At a distance of 8 km from Dubai International Airport, Bastakia Quarter or Al Bastakia is one of the oldest and traditional Emirati residential areas in Bur Dubai, also known as Old Dubai. Situated along Dubai Creek, it is one of the oldest and most picturesque heritage sites in Dubai.
Also known as the Al Fahidi Historic District of Dubai, Al Bastakia village was built in the late 19th century by Persian merchants who left their native homeland due to ongoing religious persecution, as well as tax breaks and incentives offered by the Emirati government. This place gets its name from Bastak, Iran, the origin of many of the traders who first plied their trades. In its prime, the locality was capable of 60 housing units, most of which were separated by narrow, winding lanes.
In the 1980s half of the Al Fahidi Historical Neighborhood village was destroyed to make way for the development of a new office complex. The remaining houses were mostly used as warehouses or accommodation for foreign laborers. In 1989, the Dubai Municipality directed that the remaining parts of the Al Fahidi Historical Neighborhood were to be demolished. Rayner Otter, a British architect, came to the area and made extensive renovation in the house where he was staying. Rayner started a campaign to preserve the area and wrote a letter to Prince Charles, who was scheduled to visit Dubai that year. On his arrival, Prince Charles asked to visit Al Fahidi Historical Neighborhood and explored the whole area with Rayner Otter. During his visit, the Prince suggested that Al Fahidi Historical Neighborhood should be preserved and then the demolition was canceled. In 2005, a project was initiated by the Dubai Municipality to restore the localities of old buildings and lanes.

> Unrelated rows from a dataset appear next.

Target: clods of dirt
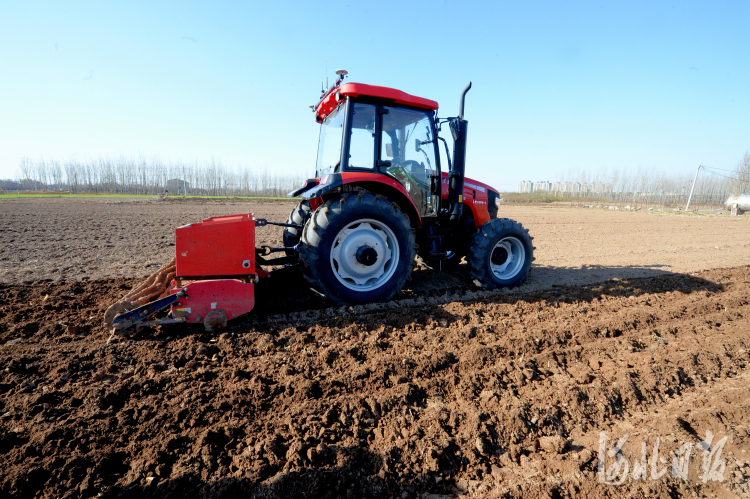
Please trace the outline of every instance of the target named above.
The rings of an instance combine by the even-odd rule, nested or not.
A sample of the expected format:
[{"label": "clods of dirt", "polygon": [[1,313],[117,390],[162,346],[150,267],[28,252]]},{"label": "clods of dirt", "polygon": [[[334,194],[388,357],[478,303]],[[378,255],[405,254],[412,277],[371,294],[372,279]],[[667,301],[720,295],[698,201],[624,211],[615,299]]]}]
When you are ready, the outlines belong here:
[{"label": "clods of dirt", "polygon": [[[750,267],[359,308],[281,295],[220,334],[108,344],[101,313],[132,285],[0,286],[3,495],[748,495]],[[707,431],[728,437],[722,481],[701,478]],[[624,469],[597,468],[602,435],[628,436],[621,485],[600,480]],[[633,480],[657,439],[665,462]]]}]

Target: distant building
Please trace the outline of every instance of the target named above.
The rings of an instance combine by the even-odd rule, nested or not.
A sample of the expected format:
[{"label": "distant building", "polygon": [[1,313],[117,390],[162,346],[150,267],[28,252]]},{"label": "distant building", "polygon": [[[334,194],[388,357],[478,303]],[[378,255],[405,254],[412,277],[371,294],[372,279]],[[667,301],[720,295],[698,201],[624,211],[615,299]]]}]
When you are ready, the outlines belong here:
[{"label": "distant building", "polygon": [[169,191],[169,193],[172,195],[187,194],[188,192],[190,192],[190,182],[186,182],[178,178],[167,180],[167,191]]},{"label": "distant building", "polygon": [[517,190],[518,192],[531,192],[533,189],[534,183],[530,180],[523,180],[518,183]]}]

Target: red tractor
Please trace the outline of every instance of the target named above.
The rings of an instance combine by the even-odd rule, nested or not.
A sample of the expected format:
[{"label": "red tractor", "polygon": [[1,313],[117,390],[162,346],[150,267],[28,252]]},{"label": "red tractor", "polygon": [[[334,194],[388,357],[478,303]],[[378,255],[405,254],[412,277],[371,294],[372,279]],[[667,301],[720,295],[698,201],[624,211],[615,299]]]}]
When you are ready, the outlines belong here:
[{"label": "red tractor", "polygon": [[[415,257],[432,267],[466,257],[474,282],[515,286],[533,260],[521,224],[498,218],[499,195],[466,179],[464,100],[456,118],[438,104],[392,88],[343,83],[312,106],[321,124],[315,178],[289,193],[303,200],[286,223],[252,214],[213,217],[175,229],[175,258],[105,313],[115,330],[203,323],[214,330],[255,305],[263,266],[300,264],[313,289],[334,303],[391,299]],[[448,124],[453,161],[438,132]],[[445,146],[448,171],[440,165]],[[284,246],[255,248],[255,228],[284,227]],[[275,252],[280,258],[266,259]],[[154,300],[155,299],[155,300]],[[154,319],[170,308],[169,316]]]},{"label": "red tractor", "polygon": [[[438,118],[438,103],[392,88],[337,81],[313,107],[321,124],[315,178],[289,193],[303,201],[284,230],[312,287],[329,300],[390,299],[415,254],[445,268],[467,258],[482,287],[515,286],[533,260],[521,224],[498,218],[498,192],[464,176],[468,122]],[[447,123],[453,161],[439,132]],[[442,171],[439,143],[448,158]]]}]

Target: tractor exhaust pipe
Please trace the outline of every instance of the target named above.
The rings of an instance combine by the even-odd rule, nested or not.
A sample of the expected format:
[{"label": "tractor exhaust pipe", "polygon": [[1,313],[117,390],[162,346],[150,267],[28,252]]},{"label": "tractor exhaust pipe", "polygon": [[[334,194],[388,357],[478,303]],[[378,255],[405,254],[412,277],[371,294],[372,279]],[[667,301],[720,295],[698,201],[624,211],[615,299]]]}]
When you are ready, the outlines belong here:
[{"label": "tractor exhaust pipe", "polygon": [[471,82],[461,92],[461,105],[458,108],[458,118],[449,122],[453,135],[453,170],[448,174],[448,202],[451,206],[450,221],[458,223],[463,210],[464,177],[466,173],[466,135],[469,122],[464,119],[464,101],[466,93],[471,88]]}]

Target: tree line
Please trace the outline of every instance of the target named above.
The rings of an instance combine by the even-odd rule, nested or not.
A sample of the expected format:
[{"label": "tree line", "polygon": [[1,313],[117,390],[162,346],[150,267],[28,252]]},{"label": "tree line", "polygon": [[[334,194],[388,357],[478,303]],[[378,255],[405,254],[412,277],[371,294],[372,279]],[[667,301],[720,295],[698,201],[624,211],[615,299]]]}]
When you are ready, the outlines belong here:
[{"label": "tree line", "polygon": [[186,182],[189,195],[284,196],[306,178],[302,174],[269,172],[266,168],[233,168],[213,159],[188,163],[142,156],[63,161],[24,157],[18,169],[19,178],[2,181],[0,188],[74,194],[159,194],[171,184],[178,188],[169,194],[183,194],[179,186]]},{"label": "tree line", "polygon": [[701,167],[697,178],[695,170],[683,174],[666,174],[652,168],[601,168],[559,173],[558,182],[606,184],[611,188],[606,192],[550,192],[556,197],[590,198],[633,206],[661,204],[684,207],[692,189],[691,206],[722,206],[730,196],[747,194],[750,190],[750,151],[734,169]]}]

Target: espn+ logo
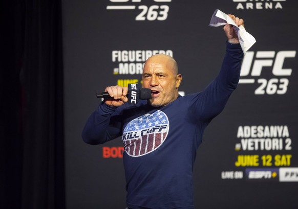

Spread over an area of 300 sq. m, what was once a dull, old neighborhood, today is a maze of age-old wonders that still hold true to the real essence of Old Dubai. Al Bastakiya is often referred to as being the soul of Dubai, while others refer to it as being the heart of Dubai due to its central location. Characterized by large buildings made in traditional materials like mud and wood, Al Bastakiya offers a good break from the modernism and technological advancement that Dubai stands for. Tourists will notice the ancient houses with wind towers, beautifully carved wooden doors and wooden lattices while walking on the narrow winding lanes of Al Bastakia village. Now, many of the houses are open to the public in the form of the Dubai Museum, Arabian Tea House, Coffee Museum, Majlis Gallery and Ostra.
Rather than the chaos that accompanies most of Dubai, Bastakiya is a relatively small area that is stuck in a bygone era and can be easily explored by foot. However, opting for a Heritage Tour or Walking Tour through Al Bastakiya is an excellent way of exploring the neighborhood. Most tours also often include a treat to authentic Arabic tea, coffee, and much-loved dates. One can also go for a pleasant dhow ride down the Dubai creek.